Looks kinda like water skiing but on snow! Except you're closer to what's pulling you, and you're sitting instead of standing.... OK not really the same but sorta, kinda like that!:lmao:


----------



## farmallmaniac (Feb 16, 2004)

Man, I wish I had the money now. Always remember I got grandparents with a nice big shed 
Ryan


----------



## guest2 (Dec 27, 2003)

Ryan
Remember most grandparents really love spoiling their grandchildren!


----------



## farmallmaniac (Feb 16, 2004)

> _Originally posted by sixchows _
> *Ryan
> Remember most grandparents really love spoiling their grandchildren! *


Ohhh I know what you mean. I have to almost beg my grandma to stop buying stuff lol. I know they would buy it if i asked I just would never feel right doing it lol. 
Ryan


----------



## guest (Sep 16, 2003)

> _Originally posted by farmallmaniac _
> *Ohhh I know what you mean. I have to almost beg my grandma to stop buying stuff lol. I know they would buy it if i asked I just would never feel right doing it lol.
> Ryan *



if you feel bad ryan... Ask them to buy it for me!!! :furious: :furious:


----------



## farmallmaniac (Feb 16, 2004)

:furious: If I have them buy anything it would be a starter for that honda  
Ryan


----------



## guest2 (Dec 27, 2003)

Ryan
Oh yeah, the honda!

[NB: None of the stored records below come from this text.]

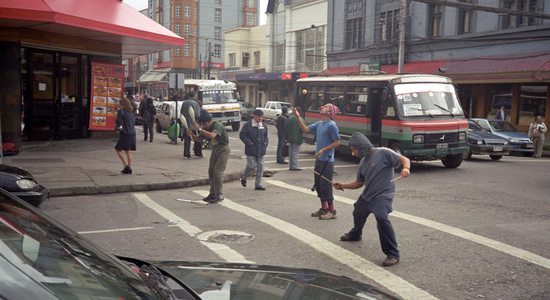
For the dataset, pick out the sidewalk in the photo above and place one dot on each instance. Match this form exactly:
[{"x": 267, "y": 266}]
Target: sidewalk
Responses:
[{"x": 91, "y": 166}]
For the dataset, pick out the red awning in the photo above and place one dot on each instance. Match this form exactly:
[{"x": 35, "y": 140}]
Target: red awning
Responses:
[
  {"x": 109, "y": 21},
  {"x": 504, "y": 68}
]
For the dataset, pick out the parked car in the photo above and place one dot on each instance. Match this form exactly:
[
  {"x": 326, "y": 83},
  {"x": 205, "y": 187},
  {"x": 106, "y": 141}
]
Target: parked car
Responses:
[
  {"x": 22, "y": 184},
  {"x": 482, "y": 142},
  {"x": 246, "y": 111},
  {"x": 520, "y": 142},
  {"x": 43, "y": 259}
]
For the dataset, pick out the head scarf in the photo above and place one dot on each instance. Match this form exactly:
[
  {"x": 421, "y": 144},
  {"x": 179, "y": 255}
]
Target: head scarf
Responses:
[{"x": 331, "y": 110}]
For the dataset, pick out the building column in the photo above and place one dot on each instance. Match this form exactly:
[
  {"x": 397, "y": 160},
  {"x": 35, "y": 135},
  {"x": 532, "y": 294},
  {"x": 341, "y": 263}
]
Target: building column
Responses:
[{"x": 10, "y": 92}]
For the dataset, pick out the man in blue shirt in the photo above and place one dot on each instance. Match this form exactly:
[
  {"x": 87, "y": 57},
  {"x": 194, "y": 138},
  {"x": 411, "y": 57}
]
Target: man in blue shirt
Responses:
[
  {"x": 327, "y": 139},
  {"x": 376, "y": 171}
]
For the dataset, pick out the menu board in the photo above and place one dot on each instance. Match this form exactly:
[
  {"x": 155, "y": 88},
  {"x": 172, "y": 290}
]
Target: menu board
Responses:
[{"x": 107, "y": 89}]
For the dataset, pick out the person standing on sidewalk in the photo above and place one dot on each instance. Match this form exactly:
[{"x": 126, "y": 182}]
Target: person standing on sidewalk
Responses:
[
  {"x": 536, "y": 133},
  {"x": 215, "y": 131},
  {"x": 281, "y": 139},
  {"x": 125, "y": 121},
  {"x": 293, "y": 134},
  {"x": 191, "y": 102},
  {"x": 375, "y": 172},
  {"x": 328, "y": 138},
  {"x": 255, "y": 139},
  {"x": 147, "y": 111}
]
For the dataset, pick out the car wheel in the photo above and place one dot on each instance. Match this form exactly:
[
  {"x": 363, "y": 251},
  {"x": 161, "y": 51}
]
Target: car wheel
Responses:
[
  {"x": 157, "y": 125},
  {"x": 452, "y": 161}
]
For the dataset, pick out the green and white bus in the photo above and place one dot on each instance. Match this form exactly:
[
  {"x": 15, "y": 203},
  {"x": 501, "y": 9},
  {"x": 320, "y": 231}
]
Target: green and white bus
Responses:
[{"x": 416, "y": 115}]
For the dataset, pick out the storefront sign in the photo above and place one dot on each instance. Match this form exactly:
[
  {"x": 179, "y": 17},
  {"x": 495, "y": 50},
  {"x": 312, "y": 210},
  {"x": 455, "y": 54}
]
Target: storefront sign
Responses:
[{"x": 107, "y": 89}]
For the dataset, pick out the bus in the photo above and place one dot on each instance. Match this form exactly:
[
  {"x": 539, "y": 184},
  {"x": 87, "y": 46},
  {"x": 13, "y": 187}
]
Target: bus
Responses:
[
  {"x": 219, "y": 97},
  {"x": 416, "y": 115}
]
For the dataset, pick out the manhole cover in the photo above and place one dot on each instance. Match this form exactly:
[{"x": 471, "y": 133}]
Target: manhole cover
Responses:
[{"x": 225, "y": 236}]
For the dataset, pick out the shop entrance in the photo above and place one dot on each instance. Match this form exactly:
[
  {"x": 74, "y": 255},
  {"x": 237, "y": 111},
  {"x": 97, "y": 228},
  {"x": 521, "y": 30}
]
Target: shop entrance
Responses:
[{"x": 52, "y": 95}]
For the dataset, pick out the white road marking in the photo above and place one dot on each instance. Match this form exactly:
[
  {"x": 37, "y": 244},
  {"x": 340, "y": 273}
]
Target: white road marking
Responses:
[
  {"x": 115, "y": 230},
  {"x": 394, "y": 283},
  {"x": 496, "y": 245},
  {"x": 221, "y": 250}
]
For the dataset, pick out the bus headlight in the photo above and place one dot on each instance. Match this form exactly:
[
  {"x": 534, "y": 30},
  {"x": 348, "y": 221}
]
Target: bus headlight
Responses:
[{"x": 418, "y": 139}]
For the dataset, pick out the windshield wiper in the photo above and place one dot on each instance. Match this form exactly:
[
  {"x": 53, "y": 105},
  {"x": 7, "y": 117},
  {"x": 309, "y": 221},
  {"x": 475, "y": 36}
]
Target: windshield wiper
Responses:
[{"x": 442, "y": 108}]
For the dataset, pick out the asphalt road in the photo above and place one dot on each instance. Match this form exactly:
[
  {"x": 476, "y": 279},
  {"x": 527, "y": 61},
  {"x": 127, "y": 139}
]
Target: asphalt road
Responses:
[{"x": 476, "y": 232}]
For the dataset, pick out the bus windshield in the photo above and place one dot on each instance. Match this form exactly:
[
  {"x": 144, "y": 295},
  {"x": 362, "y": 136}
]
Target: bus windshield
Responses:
[
  {"x": 218, "y": 97},
  {"x": 427, "y": 99}
]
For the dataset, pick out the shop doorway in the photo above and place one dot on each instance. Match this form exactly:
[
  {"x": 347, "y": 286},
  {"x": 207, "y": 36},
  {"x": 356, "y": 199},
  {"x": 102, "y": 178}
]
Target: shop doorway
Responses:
[{"x": 52, "y": 95}]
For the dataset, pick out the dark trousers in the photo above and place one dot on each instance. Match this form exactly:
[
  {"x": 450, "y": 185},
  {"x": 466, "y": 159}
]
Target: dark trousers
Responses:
[
  {"x": 148, "y": 130},
  {"x": 362, "y": 209},
  {"x": 280, "y": 143}
]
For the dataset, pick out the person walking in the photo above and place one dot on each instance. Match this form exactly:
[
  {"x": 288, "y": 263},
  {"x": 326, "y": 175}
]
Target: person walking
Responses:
[
  {"x": 191, "y": 105},
  {"x": 215, "y": 131},
  {"x": 281, "y": 139},
  {"x": 147, "y": 111},
  {"x": 537, "y": 132},
  {"x": 126, "y": 143},
  {"x": 375, "y": 172},
  {"x": 293, "y": 134},
  {"x": 254, "y": 135},
  {"x": 327, "y": 139}
]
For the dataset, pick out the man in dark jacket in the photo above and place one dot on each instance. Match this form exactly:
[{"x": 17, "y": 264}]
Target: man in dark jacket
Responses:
[
  {"x": 255, "y": 139},
  {"x": 376, "y": 171},
  {"x": 281, "y": 138}
]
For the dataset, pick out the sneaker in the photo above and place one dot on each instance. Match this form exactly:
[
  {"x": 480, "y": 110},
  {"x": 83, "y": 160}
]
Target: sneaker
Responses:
[
  {"x": 347, "y": 238},
  {"x": 328, "y": 216},
  {"x": 318, "y": 213},
  {"x": 390, "y": 261}
]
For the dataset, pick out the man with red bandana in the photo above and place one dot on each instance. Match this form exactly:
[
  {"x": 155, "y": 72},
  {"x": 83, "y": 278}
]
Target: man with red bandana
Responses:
[{"x": 327, "y": 139}]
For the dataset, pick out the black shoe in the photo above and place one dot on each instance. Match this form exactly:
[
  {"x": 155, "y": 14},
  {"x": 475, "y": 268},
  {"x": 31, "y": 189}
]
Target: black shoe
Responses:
[{"x": 347, "y": 238}]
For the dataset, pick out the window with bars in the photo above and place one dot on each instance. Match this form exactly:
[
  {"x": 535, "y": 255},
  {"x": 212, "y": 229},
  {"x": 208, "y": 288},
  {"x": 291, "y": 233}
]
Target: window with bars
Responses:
[
  {"x": 465, "y": 18},
  {"x": 354, "y": 33},
  {"x": 435, "y": 17},
  {"x": 218, "y": 15}
]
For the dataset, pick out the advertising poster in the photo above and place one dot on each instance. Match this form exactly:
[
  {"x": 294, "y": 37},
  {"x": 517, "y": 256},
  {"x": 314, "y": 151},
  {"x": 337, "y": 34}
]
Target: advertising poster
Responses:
[{"x": 107, "y": 90}]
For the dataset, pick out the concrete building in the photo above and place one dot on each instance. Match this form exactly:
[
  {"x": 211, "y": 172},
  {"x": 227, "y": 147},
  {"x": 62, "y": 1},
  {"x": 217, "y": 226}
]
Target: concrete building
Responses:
[{"x": 496, "y": 51}]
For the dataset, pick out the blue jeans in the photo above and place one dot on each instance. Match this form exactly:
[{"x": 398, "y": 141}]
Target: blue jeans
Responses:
[{"x": 254, "y": 162}]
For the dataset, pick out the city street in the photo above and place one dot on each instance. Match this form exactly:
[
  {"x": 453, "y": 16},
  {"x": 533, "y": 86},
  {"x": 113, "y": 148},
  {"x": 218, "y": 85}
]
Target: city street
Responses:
[{"x": 476, "y": 232}]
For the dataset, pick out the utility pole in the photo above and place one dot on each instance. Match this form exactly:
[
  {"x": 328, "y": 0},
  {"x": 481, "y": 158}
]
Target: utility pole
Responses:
[{"x": 402, "y": 32}]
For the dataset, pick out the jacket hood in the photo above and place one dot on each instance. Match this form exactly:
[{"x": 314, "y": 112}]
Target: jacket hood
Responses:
[{"x": 361, "y": 143}]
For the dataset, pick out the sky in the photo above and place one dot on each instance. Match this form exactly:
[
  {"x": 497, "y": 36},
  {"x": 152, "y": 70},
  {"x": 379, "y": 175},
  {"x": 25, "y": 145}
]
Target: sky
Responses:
[{"x": 142, "y": 4}]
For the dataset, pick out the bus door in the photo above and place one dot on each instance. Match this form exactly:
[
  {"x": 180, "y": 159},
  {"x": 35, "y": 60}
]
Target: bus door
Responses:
[{"x": 374, "y": 108}]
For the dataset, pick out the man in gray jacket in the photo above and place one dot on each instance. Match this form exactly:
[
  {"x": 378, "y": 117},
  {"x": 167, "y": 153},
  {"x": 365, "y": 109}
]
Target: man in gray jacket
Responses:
[{"x": 376, "y": 171}]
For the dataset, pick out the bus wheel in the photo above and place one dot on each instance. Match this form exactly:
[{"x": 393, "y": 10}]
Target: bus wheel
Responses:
[
  {"x": 452, "y": 161},
  {"x": 157, "y": 125}
]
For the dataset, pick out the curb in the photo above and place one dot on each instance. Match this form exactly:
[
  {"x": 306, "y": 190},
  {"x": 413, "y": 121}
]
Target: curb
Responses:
[{"x": 139, "y": 187}]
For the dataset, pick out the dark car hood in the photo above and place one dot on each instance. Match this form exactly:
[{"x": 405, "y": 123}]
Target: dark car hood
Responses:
[{"x": 251, "y": 282}]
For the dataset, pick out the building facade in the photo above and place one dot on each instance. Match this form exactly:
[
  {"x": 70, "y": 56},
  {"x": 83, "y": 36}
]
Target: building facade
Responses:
[{"x": 497, "y": 52}]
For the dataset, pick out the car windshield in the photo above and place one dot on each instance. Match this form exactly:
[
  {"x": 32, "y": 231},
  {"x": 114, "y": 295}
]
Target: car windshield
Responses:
[
  {"x": 218, "y": 97},
  {"x": 502, "y": 126},
  {"x": 39, "y": 259},
  {"x": 427, "y": 99}
]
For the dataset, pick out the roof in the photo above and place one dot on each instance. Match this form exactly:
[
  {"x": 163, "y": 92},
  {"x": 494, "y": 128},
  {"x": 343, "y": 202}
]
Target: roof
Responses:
[{"x": 109, "y": 21}]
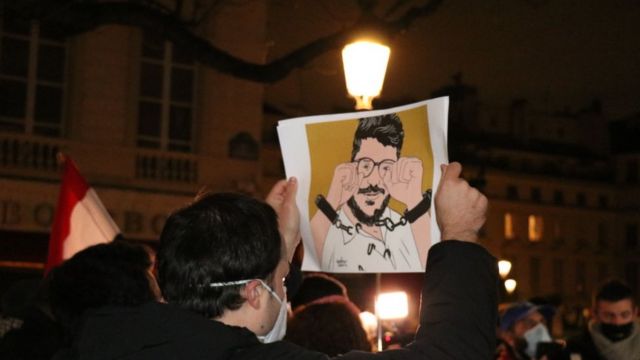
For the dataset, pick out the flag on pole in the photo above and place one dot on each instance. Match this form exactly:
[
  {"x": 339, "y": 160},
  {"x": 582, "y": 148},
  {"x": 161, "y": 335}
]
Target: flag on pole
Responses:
[{"x": 81, "y": 220}]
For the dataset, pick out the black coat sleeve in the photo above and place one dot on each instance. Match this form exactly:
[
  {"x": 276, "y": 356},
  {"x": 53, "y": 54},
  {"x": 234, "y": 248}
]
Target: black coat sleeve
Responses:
[{"x": 458, "y": 313}]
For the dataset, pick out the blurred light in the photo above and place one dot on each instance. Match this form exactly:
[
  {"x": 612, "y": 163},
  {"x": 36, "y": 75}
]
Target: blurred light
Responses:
[
  {"x": 394, "y": 305},
  {"x": 369, "y": 322},
  {"x": 365, "y": 64},
  {"x": 510, "y": 285},
  {"x": 504, "y": 267}
]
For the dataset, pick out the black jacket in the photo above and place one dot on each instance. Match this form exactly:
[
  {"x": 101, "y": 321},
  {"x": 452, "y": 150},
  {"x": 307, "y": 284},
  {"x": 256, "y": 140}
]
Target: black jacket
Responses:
[{"x": 458, "y": 319}]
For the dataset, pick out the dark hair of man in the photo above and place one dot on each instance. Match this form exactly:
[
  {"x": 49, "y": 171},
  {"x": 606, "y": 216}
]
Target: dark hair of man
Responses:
[
  {"x": 332, "y": 327},
  {"x": 116, "y": 273},
  {"x": 315, "y": 286},
  {"x": 218, "y": 238},
  {"x": 387, "y": 129},
  {"x": 613, "y": 291}
]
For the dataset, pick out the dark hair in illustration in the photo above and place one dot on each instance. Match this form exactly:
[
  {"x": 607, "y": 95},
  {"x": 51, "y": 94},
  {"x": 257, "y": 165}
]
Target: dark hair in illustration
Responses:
[
  {"x": 218, "y": 238},
  {"x": 387, "y": 129}
]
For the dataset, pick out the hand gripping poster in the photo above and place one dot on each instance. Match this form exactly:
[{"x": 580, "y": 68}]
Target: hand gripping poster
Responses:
[{"x": 366, "y": 185}]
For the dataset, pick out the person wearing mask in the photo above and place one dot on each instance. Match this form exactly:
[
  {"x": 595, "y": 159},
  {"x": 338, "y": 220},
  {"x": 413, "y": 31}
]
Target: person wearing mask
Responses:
[
  {"x": 522, "y": 330},
  {"x": 613, "y": 333},
  {"x": 221, "y": 265}
]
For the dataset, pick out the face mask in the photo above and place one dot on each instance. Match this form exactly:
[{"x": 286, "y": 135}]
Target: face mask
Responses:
[
  {"x": 616, "y": 332},
  {"x": 535, "y": 335},
  {"x": 280, "y": 326}
]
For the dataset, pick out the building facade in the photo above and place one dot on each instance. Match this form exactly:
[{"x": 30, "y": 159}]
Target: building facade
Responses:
[{"x": 147, "y": 126}]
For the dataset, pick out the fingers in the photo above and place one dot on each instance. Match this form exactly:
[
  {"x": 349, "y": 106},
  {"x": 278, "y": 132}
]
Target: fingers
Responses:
[
  {"x": 276, "y": 194},
  {"x": 451, "y": 171}
]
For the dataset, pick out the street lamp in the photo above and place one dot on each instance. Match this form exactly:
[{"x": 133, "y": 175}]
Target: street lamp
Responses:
[
  {"x": 504, "y": 267},
  {"x": 365, "y": 63},
  {"x": 510, "y": 286},
  {"x": 392, "y": 305}
]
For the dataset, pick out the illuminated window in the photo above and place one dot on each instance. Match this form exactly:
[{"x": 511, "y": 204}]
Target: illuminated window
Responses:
[
  {"x": 32, "y": 78},
  {"x": 508, "y": 226},
  {"x": 536, "y": 228},
  {"x": 167, "y": 87}
]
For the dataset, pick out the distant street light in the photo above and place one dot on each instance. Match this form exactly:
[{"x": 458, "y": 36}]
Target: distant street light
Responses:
[
  {"x": 392, "y": 305},
  {"x": 369, "y": 323},
  {"x": 365, "y": 64},
  {"x": 510, "y": 286},
  {"x": 504, "y": 267}
]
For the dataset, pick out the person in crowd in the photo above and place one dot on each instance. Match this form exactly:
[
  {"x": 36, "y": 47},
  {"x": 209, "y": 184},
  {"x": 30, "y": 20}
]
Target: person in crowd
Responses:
[
  {"x": 523, "y": 333},
  {"x": 38, "y": 336},
  {"x": 614, "y": 332},
  {"x": 315, "y": 286},
  {"x": 330, "y": 324},
  {"x": 221, "y": 265}
]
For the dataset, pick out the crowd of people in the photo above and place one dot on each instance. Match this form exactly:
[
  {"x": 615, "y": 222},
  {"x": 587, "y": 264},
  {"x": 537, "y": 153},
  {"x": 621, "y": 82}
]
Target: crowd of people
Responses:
[{"x": 220, "y": 283}]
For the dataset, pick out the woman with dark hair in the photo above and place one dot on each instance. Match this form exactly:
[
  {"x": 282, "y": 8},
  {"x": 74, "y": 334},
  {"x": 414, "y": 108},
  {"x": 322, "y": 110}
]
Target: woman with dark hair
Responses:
[{"x": 330, "y": 325}]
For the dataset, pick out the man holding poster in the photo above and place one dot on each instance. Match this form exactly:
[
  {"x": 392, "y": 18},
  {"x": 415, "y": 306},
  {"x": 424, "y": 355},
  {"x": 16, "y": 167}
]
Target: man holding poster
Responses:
[{"x": 355, "y": 230}]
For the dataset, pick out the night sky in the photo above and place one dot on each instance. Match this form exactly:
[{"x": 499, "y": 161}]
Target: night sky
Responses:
[{"x": 559, "y": 55}]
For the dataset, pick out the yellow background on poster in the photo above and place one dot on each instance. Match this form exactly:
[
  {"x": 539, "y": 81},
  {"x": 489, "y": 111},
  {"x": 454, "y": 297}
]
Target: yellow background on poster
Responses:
[{"x": 330, "y": 144}]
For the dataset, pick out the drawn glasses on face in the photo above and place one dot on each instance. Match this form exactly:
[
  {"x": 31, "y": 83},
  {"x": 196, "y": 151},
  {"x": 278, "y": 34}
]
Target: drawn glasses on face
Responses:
[{"x": 366, "y": 165}]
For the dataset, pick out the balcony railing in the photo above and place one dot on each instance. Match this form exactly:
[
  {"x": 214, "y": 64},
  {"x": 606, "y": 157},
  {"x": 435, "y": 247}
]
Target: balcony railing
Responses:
[
  {"x": 34, "y": 157},
  {"x": 28, "y": 154}
]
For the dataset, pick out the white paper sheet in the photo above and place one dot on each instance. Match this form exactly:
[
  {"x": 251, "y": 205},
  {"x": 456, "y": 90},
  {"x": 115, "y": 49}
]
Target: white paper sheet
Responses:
[{"x": 397, "y": 157}]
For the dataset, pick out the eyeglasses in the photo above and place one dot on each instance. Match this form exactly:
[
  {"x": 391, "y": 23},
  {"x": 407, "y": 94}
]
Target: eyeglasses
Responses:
[{"x": 366, "y": 165}]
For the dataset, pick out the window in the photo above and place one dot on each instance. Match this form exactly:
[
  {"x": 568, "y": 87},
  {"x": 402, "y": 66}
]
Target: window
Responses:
[
  {"x": 534, "y": 274},
  {"x": 631, "y": 274},
  {"x": 536, "y": 228},
  {"x": 603, "y": 202},
  {"x": 508, "y": 227},
  {"x": 32, "y": 78},
  {"x": 602, "y": 236},
  {"x": 603, "y": 272},
  {"x": 167, "y": 87},
  {"x": 558, "y": 197},
  {"x": 581, "y": 276},
  {"x": 581, "y": 199},
  {"x": 632, "y": 171},
  {"x": 536, "y": 195},
  {"x": 631, "y": 238}
]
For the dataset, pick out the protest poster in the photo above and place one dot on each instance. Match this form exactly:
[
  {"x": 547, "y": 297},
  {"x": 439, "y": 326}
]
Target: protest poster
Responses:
[{"x": 366, "y": 184}]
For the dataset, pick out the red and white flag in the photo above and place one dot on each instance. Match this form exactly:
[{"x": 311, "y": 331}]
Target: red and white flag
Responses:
[{"x": 80, "y": 220}]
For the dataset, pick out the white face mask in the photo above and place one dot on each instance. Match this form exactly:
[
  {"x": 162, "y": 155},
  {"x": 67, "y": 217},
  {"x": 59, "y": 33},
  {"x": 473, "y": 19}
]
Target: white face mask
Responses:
[
  {"x": 280, "y": 326},
  {"x": 535, "y": 335}
]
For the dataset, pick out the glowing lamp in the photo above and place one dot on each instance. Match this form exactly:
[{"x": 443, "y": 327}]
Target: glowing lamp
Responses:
[
  {"x": 504, "y": 267},
  {"x": 365, "y": 64},
  {"x": 510, "y": 285}
]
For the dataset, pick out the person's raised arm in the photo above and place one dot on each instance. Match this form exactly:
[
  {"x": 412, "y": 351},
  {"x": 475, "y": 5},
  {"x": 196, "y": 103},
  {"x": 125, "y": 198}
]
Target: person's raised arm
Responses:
[
  {"x": 459, "y": 298},
  {"x": 282, "y": 199}
]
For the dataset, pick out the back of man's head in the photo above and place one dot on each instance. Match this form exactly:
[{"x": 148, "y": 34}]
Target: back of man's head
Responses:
[
  {"x": 387, "y": 129},
  {"x": 613, "y": 290},
  {"x": 218, "y": 238}
]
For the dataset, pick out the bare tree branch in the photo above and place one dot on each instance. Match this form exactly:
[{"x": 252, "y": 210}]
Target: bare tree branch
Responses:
[{"x": 76, "y": 17}]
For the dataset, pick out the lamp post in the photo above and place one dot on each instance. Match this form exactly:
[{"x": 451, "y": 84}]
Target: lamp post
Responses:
[{"x": 365, "y": 64}]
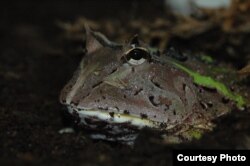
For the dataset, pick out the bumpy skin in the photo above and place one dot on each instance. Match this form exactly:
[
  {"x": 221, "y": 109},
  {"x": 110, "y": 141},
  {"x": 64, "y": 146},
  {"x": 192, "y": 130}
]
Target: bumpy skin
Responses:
[{"x": 155, "y": 90}]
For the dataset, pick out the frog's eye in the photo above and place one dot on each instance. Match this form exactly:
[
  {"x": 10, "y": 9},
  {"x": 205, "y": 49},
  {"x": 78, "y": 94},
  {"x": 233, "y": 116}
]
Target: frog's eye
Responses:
[{"x": 137, "y": 56}]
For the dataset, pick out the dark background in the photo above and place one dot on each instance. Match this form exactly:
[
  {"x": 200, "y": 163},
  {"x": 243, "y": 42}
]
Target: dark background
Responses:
[{"x": 34, "y": 68}]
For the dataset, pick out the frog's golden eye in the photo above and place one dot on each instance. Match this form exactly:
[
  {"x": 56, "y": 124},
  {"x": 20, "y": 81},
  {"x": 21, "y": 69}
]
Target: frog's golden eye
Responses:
[{"x": 137, "y": 56}]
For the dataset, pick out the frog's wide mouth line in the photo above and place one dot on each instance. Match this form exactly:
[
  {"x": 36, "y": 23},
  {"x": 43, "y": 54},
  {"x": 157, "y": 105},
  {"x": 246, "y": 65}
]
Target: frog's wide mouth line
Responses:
[{"x": 118, "y": 118}]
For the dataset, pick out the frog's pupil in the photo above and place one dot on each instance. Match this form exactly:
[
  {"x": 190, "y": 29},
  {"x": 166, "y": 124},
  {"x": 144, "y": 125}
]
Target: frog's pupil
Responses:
[{"x": 137, "y": 54}]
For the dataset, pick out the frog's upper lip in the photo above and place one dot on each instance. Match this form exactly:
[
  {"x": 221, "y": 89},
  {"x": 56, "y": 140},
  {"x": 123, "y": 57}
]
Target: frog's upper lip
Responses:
[{"x": 112, "y": 117}]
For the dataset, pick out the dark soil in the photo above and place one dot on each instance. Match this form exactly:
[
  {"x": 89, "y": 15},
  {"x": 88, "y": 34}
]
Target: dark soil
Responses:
[{"x": 33, "y": 69}]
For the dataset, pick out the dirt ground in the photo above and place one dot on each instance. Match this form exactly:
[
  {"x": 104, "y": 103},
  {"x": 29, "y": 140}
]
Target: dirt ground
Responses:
[{"x": 36, "y": 61}]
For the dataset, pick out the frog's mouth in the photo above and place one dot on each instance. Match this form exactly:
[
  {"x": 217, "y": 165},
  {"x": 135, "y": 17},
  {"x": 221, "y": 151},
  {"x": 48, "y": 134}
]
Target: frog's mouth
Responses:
[{"x": 114, "y": 118}]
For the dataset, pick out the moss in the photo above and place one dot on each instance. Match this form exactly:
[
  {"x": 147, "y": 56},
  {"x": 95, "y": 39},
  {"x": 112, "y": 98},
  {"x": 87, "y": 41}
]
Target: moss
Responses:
[
  {"x": 207, "y": 59},
  {"x": 209, "y": 82}
]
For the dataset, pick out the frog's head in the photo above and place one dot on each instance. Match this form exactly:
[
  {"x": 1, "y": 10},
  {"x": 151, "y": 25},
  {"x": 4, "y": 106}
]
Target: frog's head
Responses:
[{"x": 126, "y": 84}]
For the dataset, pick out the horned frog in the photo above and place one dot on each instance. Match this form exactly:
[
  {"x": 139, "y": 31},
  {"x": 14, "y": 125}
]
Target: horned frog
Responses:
[{"x": 119, "y": 89}]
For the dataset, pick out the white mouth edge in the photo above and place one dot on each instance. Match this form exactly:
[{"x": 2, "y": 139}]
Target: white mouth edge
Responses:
[{"x": 117, "y": 118}]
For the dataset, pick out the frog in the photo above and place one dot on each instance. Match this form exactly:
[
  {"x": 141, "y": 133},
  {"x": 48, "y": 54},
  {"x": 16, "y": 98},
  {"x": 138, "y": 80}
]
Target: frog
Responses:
[{"x": 120, "y": 89}]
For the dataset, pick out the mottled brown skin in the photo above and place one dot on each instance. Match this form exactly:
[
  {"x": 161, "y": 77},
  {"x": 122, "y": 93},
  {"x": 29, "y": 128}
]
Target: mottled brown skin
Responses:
[{"x": 154, "y": 90}]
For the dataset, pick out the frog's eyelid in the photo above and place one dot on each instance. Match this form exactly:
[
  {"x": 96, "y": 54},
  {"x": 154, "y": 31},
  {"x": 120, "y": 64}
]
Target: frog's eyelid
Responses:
[{"x": 141, "y": 48}]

You seem to have as many irons in the fire as us older guys!


----------



## farmallmaniac (Feb 16, 2004)

a little off this topic but can you get the photos from a dispolsable camera put on a cd so i can put them on my computer? Cause i have pictures of some stuff I wanna show you guys.
Ryan


----------



## CatDaddy (May 30, 2004)

I'd really like to have that Bolens too, but then again, I'd like to be living somewhere where we *actually* got snow! It'd be pretty useless so near the Gulf coast.


----------



## jodyand (Sep 16, 2003)

Catdaddy you can put pontoons on it and some paddles on the tracks and use it as a swamp buggie:lmao:


----------



## guest2 (Dec 27, 2003)

Ryan
Yeah you should be able to get the cd made in any 1hr type photo shop. 

CatDaddy
I wonder how it works in mud!


----------



## memmurphy (Sep 18, 2003)

I was watching some show on TV one night and they were trying to ride them across water. A pond I believe. Some made it and some did not. Off course they sank like a rock if they lost speed. More money than sense I guess. :duh: 

Mark


----------